The development of the Swedish handbook on design of buried metal flexible culverts started in 1983 with the Swedish National Road Administration highlighting the need for a design method capable of handling larger spans and small heights of cover. A research project was started at the Royal Institute of Technology in Stockholm and a first full-scale test on a 6,1 m pipe arch culvert having a 1,0 m height of cover was performed. At the same time theoretical studies of different international design methods was started.
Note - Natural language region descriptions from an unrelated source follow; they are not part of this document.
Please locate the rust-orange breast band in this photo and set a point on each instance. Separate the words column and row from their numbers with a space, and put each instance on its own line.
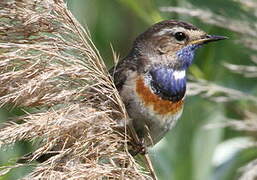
column 160, row 106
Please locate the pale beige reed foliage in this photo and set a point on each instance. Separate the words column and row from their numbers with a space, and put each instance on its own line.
column 49, row 64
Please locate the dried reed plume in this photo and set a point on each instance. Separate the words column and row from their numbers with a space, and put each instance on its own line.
column 49, row 64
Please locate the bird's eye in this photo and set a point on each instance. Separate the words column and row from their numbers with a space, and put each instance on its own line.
column 180, row 36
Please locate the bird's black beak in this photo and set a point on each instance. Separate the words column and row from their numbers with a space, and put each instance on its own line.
column 207, row 39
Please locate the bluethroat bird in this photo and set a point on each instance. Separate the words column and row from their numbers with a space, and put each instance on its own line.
column 151, row 79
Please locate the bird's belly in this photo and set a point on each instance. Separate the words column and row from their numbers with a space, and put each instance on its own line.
column 152, row 116
column 151, row 126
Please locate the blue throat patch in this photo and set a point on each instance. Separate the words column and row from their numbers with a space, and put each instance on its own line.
column 164, row 84
column 186, row 55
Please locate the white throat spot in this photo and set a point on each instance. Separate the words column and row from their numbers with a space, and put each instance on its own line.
column 179, row 74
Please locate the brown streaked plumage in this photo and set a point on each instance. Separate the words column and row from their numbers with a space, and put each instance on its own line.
column 151, row 79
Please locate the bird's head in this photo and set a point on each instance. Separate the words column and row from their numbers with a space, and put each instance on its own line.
column 170, row 43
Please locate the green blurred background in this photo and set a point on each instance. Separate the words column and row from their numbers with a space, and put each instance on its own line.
column 189, row 151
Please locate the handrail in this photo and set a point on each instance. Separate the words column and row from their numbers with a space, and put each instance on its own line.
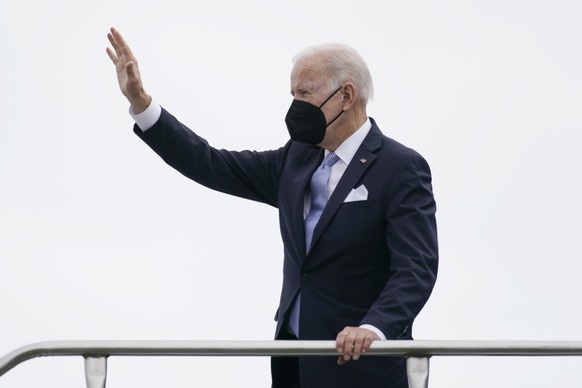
column 417, row 352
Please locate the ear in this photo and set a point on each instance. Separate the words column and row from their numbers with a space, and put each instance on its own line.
column 348, row 96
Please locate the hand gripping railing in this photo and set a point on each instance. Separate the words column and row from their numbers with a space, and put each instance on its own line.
column 416, row 352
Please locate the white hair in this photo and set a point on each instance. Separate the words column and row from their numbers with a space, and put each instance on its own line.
column 341, row 64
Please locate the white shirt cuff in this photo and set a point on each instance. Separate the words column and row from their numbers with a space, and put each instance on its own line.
column 146, row 119
column 374, row 329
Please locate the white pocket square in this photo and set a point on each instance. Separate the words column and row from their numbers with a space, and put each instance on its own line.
column 358, row 194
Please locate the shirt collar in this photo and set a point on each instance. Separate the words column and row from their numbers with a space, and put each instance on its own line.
column 348, row 148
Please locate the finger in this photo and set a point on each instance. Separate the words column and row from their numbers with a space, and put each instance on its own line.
column 123, row 46
column 112, row 56
column 367, row 343
column 358, row 345
column 339, row 342
column 114, row 43
column 348, row 346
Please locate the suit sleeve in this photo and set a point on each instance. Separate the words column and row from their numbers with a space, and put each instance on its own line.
column 411, row 237
column 247, row 174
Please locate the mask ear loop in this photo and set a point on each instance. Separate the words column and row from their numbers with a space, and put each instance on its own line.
column 329, row 98
column 326, row 100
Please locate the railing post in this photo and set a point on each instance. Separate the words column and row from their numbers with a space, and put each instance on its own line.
column 96, row 371
column 417, row 369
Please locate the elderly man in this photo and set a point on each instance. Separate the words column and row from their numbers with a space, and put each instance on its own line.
column 356, row 211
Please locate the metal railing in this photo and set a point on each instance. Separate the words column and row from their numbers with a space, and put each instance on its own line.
column 417, row 353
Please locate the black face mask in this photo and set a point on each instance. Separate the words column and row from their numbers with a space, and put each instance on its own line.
column 306, row 122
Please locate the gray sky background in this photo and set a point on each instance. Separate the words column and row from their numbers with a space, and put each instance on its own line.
column 99, row 239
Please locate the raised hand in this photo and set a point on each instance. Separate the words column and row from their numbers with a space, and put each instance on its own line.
column 127, row 72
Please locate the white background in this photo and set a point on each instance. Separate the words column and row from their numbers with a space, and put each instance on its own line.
column 99, row 239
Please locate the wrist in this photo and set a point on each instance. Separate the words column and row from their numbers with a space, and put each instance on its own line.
column 140, row 103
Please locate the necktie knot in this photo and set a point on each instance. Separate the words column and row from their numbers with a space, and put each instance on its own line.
column 330, row 159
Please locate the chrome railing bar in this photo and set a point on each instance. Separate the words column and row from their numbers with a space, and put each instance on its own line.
column 417, row 352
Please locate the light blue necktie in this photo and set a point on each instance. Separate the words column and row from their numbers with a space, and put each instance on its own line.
column 319, row 197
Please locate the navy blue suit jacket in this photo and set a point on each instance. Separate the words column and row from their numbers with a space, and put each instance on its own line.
column 372, row 261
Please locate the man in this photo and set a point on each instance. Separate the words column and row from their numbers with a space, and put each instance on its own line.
column 359, row 229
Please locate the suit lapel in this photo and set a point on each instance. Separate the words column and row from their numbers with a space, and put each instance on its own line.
column 300, row 181
column 361, row 161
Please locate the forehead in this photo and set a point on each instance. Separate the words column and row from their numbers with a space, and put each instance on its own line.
column 308, row 73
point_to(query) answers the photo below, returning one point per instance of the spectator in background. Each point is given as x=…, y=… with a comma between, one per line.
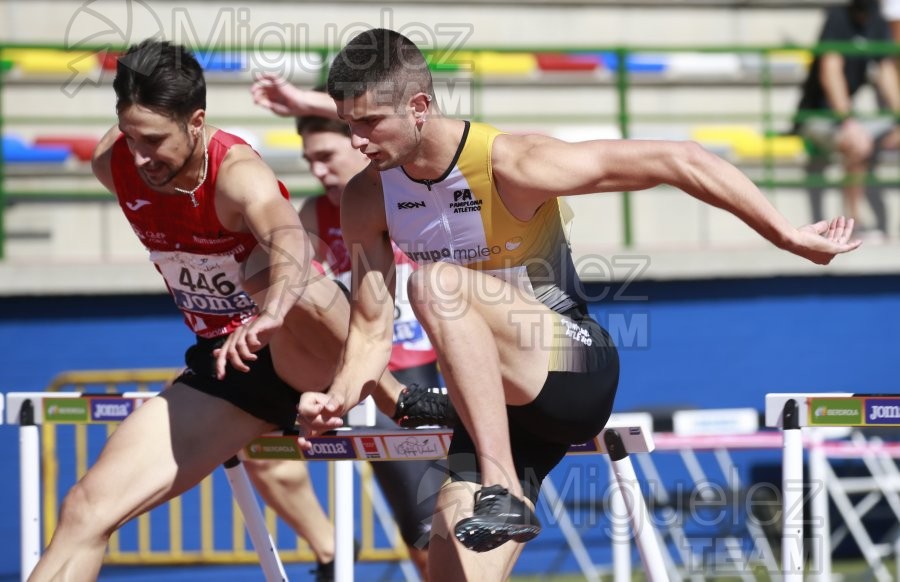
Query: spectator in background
x=826, y=117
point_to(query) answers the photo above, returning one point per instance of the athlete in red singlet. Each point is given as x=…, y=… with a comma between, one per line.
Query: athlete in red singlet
x=220, y=230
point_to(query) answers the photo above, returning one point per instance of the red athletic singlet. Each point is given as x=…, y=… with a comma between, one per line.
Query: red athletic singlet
x=199, y=258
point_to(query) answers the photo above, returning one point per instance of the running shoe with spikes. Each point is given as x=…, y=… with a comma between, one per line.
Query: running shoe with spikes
x=420, y=406
x=499, y=517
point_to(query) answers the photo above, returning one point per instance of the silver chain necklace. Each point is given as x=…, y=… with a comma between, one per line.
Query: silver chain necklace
x=193, y=191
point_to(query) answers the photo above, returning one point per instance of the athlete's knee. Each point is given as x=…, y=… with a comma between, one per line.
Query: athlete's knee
x=280, y=474
x=81, y=512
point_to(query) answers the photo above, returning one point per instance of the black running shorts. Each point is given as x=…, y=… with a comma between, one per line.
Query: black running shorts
x=259, y=392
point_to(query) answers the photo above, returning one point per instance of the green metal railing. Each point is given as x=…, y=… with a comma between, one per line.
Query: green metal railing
x=623, y=82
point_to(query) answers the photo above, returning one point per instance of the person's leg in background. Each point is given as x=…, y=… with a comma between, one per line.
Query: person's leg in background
x=286, y=487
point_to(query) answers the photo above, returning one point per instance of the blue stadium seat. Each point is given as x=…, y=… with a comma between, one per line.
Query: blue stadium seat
x=15, y=150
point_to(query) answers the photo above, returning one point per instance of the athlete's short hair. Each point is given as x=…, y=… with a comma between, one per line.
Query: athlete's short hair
x=382, y=61
x=161, y=76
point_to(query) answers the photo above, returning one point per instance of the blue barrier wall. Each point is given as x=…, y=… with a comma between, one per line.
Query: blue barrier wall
x=683, y=344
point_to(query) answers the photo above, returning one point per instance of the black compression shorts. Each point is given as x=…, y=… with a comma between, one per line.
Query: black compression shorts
x=259, y=392
x=571, y=408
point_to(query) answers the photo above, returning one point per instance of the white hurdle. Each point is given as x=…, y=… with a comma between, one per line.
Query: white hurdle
x=29, y=410
x=348, y=444
x=791, y=412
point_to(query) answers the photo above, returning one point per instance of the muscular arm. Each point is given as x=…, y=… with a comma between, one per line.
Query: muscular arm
x=532, y=169
x=281, y=98
x=248, y=199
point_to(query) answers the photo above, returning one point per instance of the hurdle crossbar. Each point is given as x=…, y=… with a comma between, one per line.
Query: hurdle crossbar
x=31, y=409
x=345, y=445
x=791, y=412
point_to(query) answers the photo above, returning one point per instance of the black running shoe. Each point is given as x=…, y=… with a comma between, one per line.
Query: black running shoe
x=420, y=406
x=499, y=517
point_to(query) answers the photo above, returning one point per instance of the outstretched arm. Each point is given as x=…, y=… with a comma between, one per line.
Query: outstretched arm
x=248, y=199
x=281, y=98
x=102, y=158
x=532, y=169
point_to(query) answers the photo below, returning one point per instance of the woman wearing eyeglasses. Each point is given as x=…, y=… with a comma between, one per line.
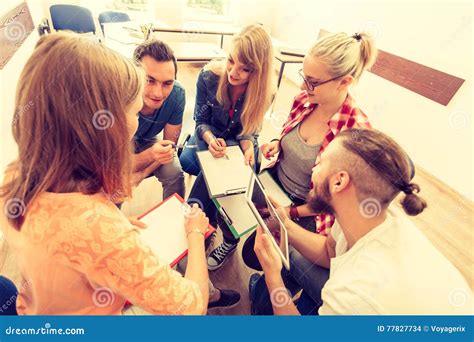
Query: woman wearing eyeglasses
x=324, y=109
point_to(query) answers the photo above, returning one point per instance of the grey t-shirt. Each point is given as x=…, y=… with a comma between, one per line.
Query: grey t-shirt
x=295, y=168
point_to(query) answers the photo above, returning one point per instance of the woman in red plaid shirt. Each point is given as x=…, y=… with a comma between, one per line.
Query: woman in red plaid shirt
x=324, y=109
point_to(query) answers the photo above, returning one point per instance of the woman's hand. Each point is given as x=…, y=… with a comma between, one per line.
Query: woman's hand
x=217, y=147
x=266, y=254
x=269, y=150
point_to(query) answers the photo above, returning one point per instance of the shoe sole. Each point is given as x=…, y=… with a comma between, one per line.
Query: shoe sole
x=215, y=268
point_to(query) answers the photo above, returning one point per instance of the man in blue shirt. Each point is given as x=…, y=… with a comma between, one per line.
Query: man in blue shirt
x=163, y=107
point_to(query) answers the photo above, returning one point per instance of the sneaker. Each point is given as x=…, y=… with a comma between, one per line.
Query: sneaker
x=219, y=255
x=229, y=299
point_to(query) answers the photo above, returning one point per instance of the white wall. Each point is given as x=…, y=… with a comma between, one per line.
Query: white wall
x=437, y=34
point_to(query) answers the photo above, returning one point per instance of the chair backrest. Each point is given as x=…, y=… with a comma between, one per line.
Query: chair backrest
x=112, y=17
x=70, y=17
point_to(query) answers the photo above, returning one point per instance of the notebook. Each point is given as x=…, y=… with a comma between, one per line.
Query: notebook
x=236, y=212
x=165, y=233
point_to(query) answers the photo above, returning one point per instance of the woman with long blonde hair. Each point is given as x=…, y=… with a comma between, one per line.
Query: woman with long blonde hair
x=77, y=104
x=232, y=98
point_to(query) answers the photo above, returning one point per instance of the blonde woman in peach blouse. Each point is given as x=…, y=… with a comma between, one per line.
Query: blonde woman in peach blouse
x=77, y=105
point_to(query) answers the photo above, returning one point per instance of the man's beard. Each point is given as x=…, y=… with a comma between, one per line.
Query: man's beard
x=319, y=198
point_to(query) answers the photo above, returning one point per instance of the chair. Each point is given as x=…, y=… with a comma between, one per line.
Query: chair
x=112, y=17
x=70, y=17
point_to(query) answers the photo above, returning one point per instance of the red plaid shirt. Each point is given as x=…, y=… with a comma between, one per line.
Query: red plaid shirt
x=348, y=117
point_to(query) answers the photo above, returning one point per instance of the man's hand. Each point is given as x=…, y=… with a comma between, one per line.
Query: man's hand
x=249, y=156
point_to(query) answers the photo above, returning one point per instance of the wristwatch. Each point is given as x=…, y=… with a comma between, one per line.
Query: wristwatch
x=294, y=212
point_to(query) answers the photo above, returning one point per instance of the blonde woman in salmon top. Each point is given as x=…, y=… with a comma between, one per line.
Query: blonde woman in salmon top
x=77, y=253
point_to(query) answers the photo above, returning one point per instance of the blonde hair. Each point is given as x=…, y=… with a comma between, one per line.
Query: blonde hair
x=253, y=48
x=70, y=123
x=346, y=55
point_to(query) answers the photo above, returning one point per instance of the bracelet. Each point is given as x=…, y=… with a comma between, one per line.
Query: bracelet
x=195, y=230
x=294, y=212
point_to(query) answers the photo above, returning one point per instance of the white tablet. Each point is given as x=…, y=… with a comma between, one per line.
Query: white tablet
x=272, y=225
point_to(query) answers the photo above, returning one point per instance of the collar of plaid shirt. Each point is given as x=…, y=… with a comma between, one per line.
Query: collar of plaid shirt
x=349, y=116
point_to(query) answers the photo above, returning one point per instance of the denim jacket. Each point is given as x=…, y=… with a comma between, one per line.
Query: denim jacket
x=210, y=115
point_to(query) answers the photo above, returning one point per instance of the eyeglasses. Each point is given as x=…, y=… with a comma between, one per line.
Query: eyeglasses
x=311, y=84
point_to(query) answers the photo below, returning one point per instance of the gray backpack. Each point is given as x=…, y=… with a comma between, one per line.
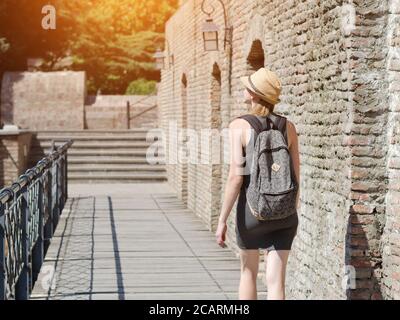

A second full scale test was performed on a 6,0 m span pipearch culvert varying the height of cover. The design handbook was presented in 2000. Based on the Soil Culvert Interaction-method developed by Duncan the design method allow the designer to calculate both thrust and bending moments in a large variety of culvert profiles and taking different soil conditions into consideration. Both road and railroad live load can be used. Several full scale tests have been performed including the so-called BoxCulvert. A revised handbook has been presented in 2006 including the BoxCulvert extended method. The Swedish bridge codes, both for road and railroad bridges, require the use of the handbook method in the design of buried metal flexible culverts.

PL

Stworzenie szwedzkiego podręcznika do projektowania konstrukcji podatnych z blach falistych zostata zapoczątkowane w 1983 przez Szwedzką Administrację Drogową , która zwróciła uwagę na konieczność stosowanie większych rozpiętości konstrukcji przykrytych niskim naziomem. Badania rozpoczął Królewski Instytut Technologii ze Sztokholmu. Pierwszym zbadanym obiektem była konstrukcja o kształcie kroplistym o rozpiętości 6,1 m przykryta naziomem o miąższości 1,0 m. W tym samym czasie rozpoczęto studia teoretyczne nad istniejącymi metodami z zagranicy. Drugie badania w skali naturalnej wykonano na obiekcie o kształcie kroplistym przykrytej naziomem o zmiennej miąższości. W 2000 roku zaprezentowano podręcznik do projektownia. Metoda projektowania bazuje nametodzie współpracy gruntu z przepustem opracowanej przez Duncana. Pozwala ona na uwzględnienie sił normalnych i momentów zginających w różnorodnych profilach konstrukcji z uwzględnieniem różnych gruntów. Obciążenia mogą pochodzić od ruchu kołowego i kolejowego. Na podstawie kolejnych pełnowymiarowych badań konstrukcji o kształcie skrzynkowym ( Box Culvert) w 2006 roku zaprezentowano udoskonalona wersję podręcznika uwzględniające wymiarowanie konstrukcji o kształcie skrzynkowym. Szwedzkie normy mostowe nakładają obowiązek stosowanie niniejszej metody przy wymiarowaniu konstrukcji z blach falistych.